Stroke survivors with high levels of self-reported fatigue have reduced volumes of structures related to the fronto-striatal network, which include the ipsilesional basal ganglia and frontal, temporal and parietal cortices. Concurrent differences in inter-hemispheric functional connectivity were also observed in the orbitofrontal cortex. The volume differences between fatigued and non-fatigued patients in this study were found mostly in the basal ganglia and deep white mater remote to the initial infarct, suggesting that fatigue may result from a global phenomenon rather than the localized effects of infarction.

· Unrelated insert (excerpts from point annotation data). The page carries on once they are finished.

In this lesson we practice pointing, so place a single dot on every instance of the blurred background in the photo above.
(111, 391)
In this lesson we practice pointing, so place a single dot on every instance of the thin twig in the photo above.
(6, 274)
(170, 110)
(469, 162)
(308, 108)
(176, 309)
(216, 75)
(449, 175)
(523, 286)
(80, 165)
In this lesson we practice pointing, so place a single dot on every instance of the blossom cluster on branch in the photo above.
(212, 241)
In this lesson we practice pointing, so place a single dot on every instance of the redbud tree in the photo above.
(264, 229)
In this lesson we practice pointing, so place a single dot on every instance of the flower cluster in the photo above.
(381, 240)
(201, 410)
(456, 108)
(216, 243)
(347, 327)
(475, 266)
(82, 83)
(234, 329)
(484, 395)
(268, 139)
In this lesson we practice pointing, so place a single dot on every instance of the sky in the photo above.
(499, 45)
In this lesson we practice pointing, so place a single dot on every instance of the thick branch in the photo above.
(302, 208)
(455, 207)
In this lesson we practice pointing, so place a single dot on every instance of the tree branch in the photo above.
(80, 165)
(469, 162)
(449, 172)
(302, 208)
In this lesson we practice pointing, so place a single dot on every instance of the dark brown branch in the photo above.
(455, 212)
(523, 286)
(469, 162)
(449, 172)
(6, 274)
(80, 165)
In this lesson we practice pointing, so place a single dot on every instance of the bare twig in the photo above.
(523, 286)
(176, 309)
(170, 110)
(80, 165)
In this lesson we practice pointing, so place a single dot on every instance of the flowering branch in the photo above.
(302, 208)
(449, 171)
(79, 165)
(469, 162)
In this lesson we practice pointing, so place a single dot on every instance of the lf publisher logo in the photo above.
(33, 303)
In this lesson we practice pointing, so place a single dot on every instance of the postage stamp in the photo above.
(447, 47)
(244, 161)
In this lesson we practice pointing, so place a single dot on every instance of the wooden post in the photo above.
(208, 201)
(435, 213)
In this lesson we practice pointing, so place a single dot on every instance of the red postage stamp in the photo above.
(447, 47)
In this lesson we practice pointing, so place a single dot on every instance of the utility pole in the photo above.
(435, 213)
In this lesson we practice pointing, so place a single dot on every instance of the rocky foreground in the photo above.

The basal ganglia and fronto-striatal circuit involvement have previously been implicated in fatigue for other diseases such as multiple sclerosis⁴ and Parkinson's disease⁵, suggesting that fatigue may have a similar pathophysiology across other central nervous diseases.

Conclusion

These results suggest that post-stroke fatigue may be associated with global volumetric changes after stroke around the fronto-striatal network. Previous studies, which only included clinical variables and basic demographic information, have failed to demonstrate such associations with fatigue, supporting need for comprehensive imaging-based assessments.